J'ai eu la chance de pouvoir le rencontrer afin d'échanger avec lui sur ses écrits et de sur sa perception de la scène politique actuelle. Voici le récit de notre entretien, et il va de soit que je vous recommande son ouvrage que vous pourrez trouver dans toutes les bonnes libraires (ainsi qu'en commande sur les sites de la FNAC, AMAZON, DECITRE…).

 

Pour toutes informations supplémentaires vous pouvez nous contacter : jeunes-pop@ump55.fr

 

Couv Gaullisme

 

Tout d'abord, pourquoi travailler sur ce sujet ? Vous qui êtes né en 1974 sous la présidence de VGE et n'avait donc pas connu la période Gaulliste citée dans votre livre (1958-1976)

 

Je suis né en juillet 1974, soit quelques mois après l’accession de VGE à l’Elysée. Je me suis intéressé à la politique dès mon plus jeune âge et mes premiers souvenirs de campagnes électorales remontent à la présidentielle de 1981. Les dîners à table étaient alors agités, car mes deux parents avaient des opinions opposées. Entre une mère giscardienne et un père chiraquien, il était parfois difficile de s’affirmer et de pouvoir s’exprimer, même si les débats étaient plutôt feutrés. En 1983, mon père a été élu conseiller municipal, puis réélu adjoint d’une commune de l’agglomération nancéienne qui compte 18000 habitants et dont il est resté l’élu jusqu’en 2008. J’ai des souvenirs formidables de campagnes électorales, de réunions au domicile de mes parents et de meetings… La politique a fait partie de mon quotidien pendant des années et j’en ai été un spectateur intéressé et amusé. J’ai rencontré à l’échelle locale des gens formidables, de droite comme de gauche, dont le point commun était d’avoir des idées et de vouloir les défendre. Ils ne pensaient pas en termes de carrière, mais de service et d’engagement pour les autres. Ils se battaient pour leurs convictions.
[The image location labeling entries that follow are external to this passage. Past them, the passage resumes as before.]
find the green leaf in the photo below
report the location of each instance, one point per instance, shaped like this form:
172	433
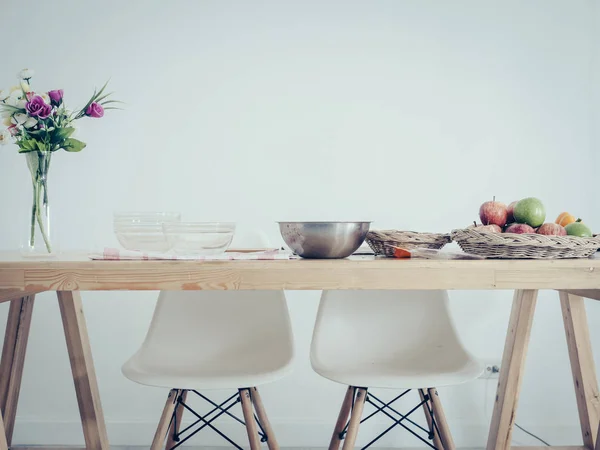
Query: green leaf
27	145
60	134
73	145
41	146
99	99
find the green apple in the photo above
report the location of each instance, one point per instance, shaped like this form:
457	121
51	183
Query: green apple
578	229
530	211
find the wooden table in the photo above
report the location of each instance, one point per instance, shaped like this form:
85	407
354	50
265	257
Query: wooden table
21	279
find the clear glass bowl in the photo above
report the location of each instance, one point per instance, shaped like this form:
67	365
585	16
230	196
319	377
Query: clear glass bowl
199	238
143	231
143	239
129	217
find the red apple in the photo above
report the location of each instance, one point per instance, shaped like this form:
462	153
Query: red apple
510	216
519	228
552	229
493	213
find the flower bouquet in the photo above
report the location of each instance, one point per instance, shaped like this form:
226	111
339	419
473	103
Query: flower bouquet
40	124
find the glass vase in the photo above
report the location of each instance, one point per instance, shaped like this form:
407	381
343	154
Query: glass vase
39	243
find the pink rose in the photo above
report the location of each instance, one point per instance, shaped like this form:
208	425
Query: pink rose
94	110
56	96
37	107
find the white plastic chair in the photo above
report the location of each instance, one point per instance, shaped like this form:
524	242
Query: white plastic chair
202	340
389	339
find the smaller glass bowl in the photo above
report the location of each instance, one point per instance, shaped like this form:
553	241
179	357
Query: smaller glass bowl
199	238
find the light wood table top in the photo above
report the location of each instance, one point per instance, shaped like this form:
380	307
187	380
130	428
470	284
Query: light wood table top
74	271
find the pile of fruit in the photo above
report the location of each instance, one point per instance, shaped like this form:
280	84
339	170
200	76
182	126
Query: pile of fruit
527	216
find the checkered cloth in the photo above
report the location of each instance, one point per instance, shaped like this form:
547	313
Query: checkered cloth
115	254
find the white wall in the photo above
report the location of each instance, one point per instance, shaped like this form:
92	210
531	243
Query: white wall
406	113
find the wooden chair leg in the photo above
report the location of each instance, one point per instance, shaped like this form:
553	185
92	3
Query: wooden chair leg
272	443
249	419
335	442
427	408
440	419
82	367
176	423
13	358
582	366
165	421
511	370
355	416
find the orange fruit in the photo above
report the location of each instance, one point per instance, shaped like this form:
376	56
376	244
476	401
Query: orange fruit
565	219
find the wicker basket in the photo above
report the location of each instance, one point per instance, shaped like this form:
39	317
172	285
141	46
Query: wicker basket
383	242
524	246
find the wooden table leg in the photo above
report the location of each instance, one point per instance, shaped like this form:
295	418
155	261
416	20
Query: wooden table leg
14	348
82	366
3	442
582	365
511	370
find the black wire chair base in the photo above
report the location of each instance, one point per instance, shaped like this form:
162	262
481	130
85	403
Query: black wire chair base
206	421
403	420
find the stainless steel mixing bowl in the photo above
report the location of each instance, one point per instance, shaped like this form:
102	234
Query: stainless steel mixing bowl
324	240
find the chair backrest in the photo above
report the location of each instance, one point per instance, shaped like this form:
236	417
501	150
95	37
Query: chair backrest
206	324
378	324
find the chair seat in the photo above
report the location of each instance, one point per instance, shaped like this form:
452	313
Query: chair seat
423	371
248	369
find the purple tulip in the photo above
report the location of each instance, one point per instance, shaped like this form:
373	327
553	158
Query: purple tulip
94	110
56	96
37	107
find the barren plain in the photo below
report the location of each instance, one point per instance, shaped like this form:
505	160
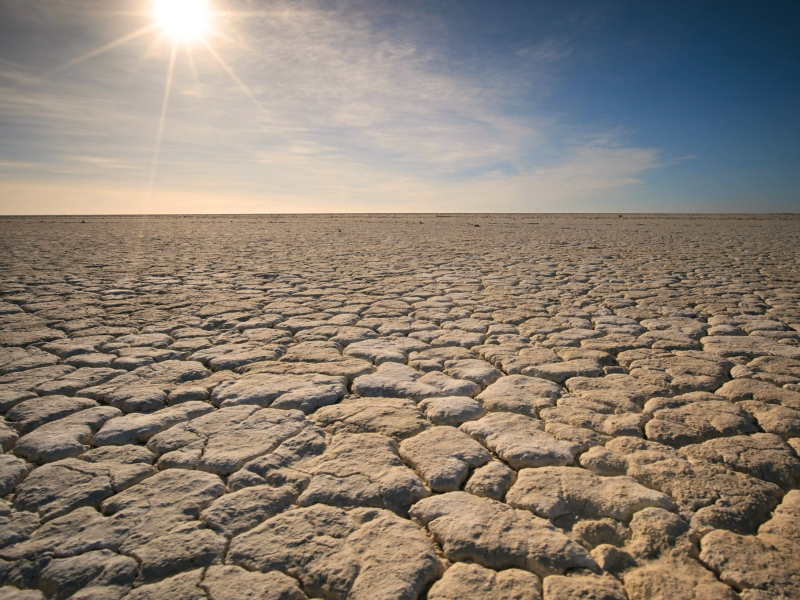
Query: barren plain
399	407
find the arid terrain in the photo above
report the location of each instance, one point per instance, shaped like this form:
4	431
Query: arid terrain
400	406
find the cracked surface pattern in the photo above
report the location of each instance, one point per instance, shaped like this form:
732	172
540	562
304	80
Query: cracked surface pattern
400	407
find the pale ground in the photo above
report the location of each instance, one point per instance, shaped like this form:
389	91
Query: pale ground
416	406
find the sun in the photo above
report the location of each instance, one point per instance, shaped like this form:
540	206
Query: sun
183	19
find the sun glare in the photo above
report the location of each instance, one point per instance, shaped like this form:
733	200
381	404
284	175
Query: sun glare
182	19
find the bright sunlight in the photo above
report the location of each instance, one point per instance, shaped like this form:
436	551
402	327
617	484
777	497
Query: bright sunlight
183	19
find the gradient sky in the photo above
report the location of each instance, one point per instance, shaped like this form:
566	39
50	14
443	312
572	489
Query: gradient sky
403	106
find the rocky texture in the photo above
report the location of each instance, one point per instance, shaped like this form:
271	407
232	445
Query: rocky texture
473	581
521	441
443	456
395	406
494	535
363	553
553	492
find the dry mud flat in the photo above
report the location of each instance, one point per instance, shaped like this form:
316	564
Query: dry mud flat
482	406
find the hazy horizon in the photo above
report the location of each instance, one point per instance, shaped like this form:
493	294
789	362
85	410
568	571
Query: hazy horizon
305	107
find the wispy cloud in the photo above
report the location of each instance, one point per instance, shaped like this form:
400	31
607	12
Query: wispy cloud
360	109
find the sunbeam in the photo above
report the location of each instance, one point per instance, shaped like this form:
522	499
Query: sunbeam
232	74
163	119
98	51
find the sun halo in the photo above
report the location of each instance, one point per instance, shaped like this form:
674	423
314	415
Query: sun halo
184	20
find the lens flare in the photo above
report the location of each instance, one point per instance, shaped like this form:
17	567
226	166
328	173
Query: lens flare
183	19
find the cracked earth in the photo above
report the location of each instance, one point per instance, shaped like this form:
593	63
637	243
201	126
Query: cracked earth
399	407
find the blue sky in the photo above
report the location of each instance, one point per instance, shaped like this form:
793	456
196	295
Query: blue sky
418	106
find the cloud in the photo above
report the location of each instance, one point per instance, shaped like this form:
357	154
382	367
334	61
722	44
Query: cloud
357	109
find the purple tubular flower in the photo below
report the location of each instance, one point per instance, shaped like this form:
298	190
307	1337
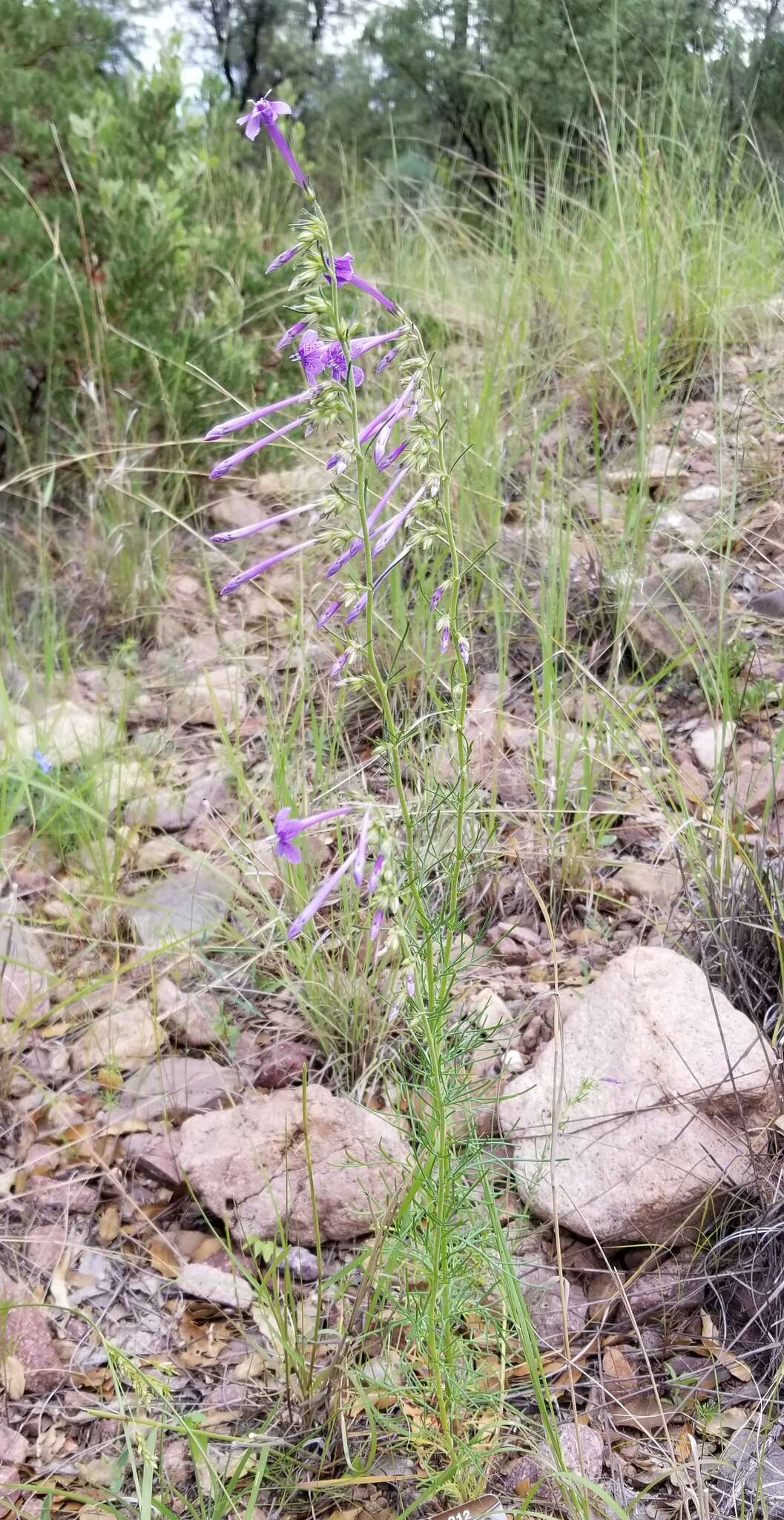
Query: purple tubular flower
343	274
260	114
383	461
356	545
236	423
343	269
389	529
329	612
283	259
253	449
230	537
288	829
374	292
265	114
363	345
265	564
359	607
362	850
312	355
335	361
330	882
289	336
386	361
374	426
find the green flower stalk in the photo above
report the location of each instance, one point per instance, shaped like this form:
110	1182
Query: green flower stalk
414	915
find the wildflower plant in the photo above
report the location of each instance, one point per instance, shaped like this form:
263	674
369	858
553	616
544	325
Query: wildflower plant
386	503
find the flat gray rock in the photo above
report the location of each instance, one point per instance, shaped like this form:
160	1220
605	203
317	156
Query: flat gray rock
249	1166
666	1096
181	906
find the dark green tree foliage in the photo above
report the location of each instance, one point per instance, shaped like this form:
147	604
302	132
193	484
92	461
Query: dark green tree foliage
128	265
53	56
461	71
262	43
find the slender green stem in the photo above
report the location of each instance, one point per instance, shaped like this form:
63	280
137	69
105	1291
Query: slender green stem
440	1340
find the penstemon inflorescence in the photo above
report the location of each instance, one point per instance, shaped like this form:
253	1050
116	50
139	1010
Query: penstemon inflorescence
388	502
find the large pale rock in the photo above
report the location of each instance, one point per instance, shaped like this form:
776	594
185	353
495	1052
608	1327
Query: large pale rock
248	1164
214	695
66	735
26	1343
666	1093
125	1038
24	972
184	905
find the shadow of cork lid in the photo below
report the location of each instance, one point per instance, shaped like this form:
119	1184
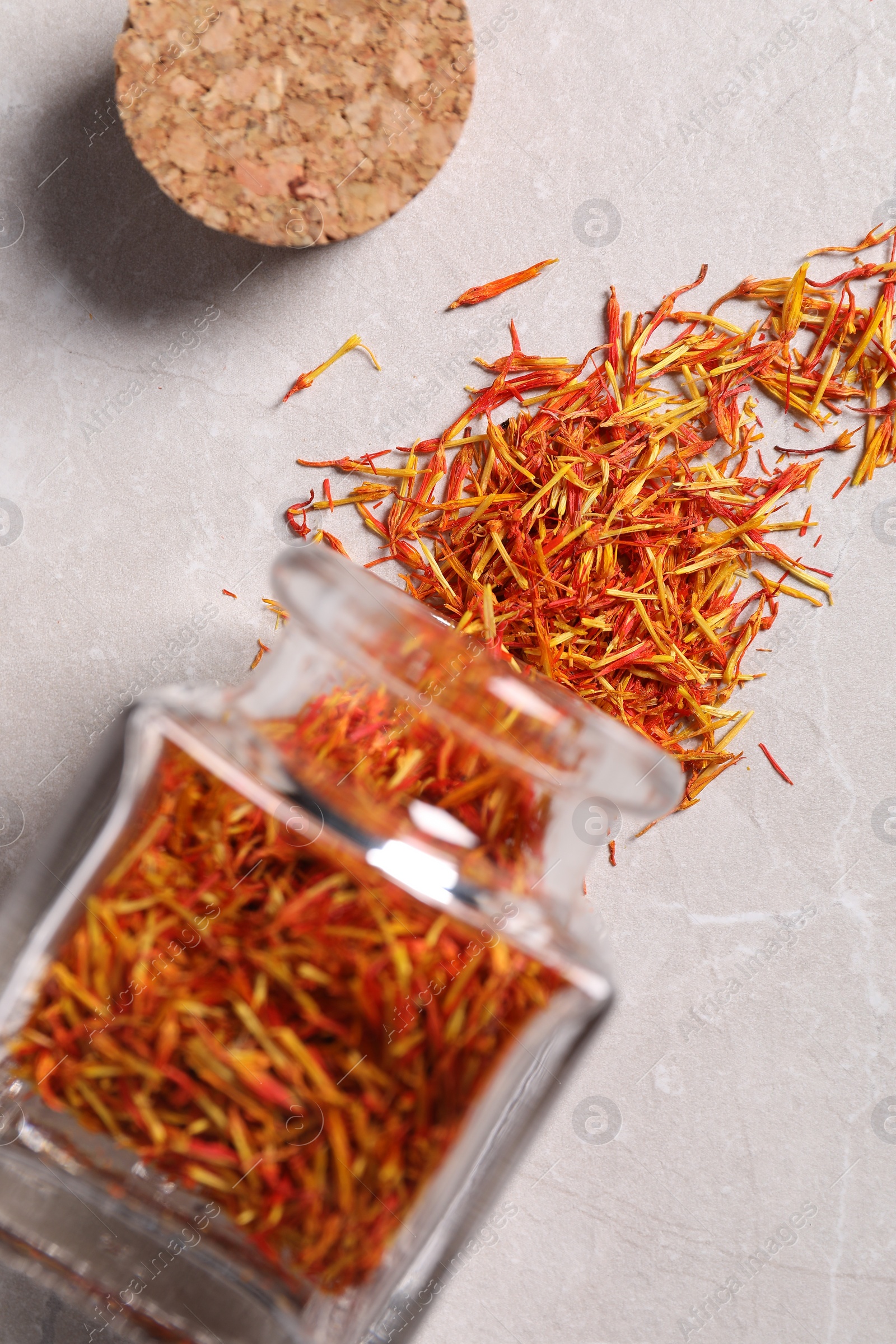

Ils étaient bien au-dessus de tout ce qui est relaté aujourd’hui par les médias, où l’électeur a l’impression que la vie politique se résume à un combat d’officines, de coups tordus et de petites phrases qui font plus ou moins mouche.

 

Pouvez-vous nous raconter votre parcours et nous raconter pourquoi vous arrêtez votre étude en 1976, pourquoi cette date et non en 1974 avec l'élection de VGE ?

 

L’idée de faire une thèse en histoire politique était donc en phase avec l’ambiance dans laquelle j’ai été élevé et surtout avec mes centres d’intérêt, à savoir une passion pour la vie politique. Un certain nombre d’universitaires parisiens et nancéiens m’ont invité à travailler sur le gaullisme, car si les travaux de recherche sur le RPF (1947-1953) étaient légion, il n’y avait pas de travail d’ensemble sur les mouvements gaullistes sous la Ve République. Après avoir été reçu à l’agrégation en 2001, j’ai soutenu un DEA à Paris X-Nanterre, l’université de René Rémond, qui est en quelque sorte le père de tous les historiens du politique. En 2008, j’ai soutenu ma thèse de doctorat à Nancy 2 et le livre que je publie aujourd’hui en est une version allégée et plus aboutie. Cet ouvrage commence en 1958 avec la naissance de la Ve République et la création de l’Union pour la nouvelle République qui fut le grand mouvement gaulliste des années soixante. Il s’achève en décembre 1976, avec la création du RPR, le mouvement néogaulliste dirigé par Jacques Chirac.

 


selon vous le Gaullisme est-il mort avec De Gaulle ? et que reste-t-il de Gaulliste dans notre manière de faire de la politique en 2011. Puis quel regard portez-vous sur ceux qui aujourd'hui se réclament de la mouvance gaulliste ? (le M.I.L ; Dominique DE VILLEPIN ; Le Chêne de Michèle Alliot Marie)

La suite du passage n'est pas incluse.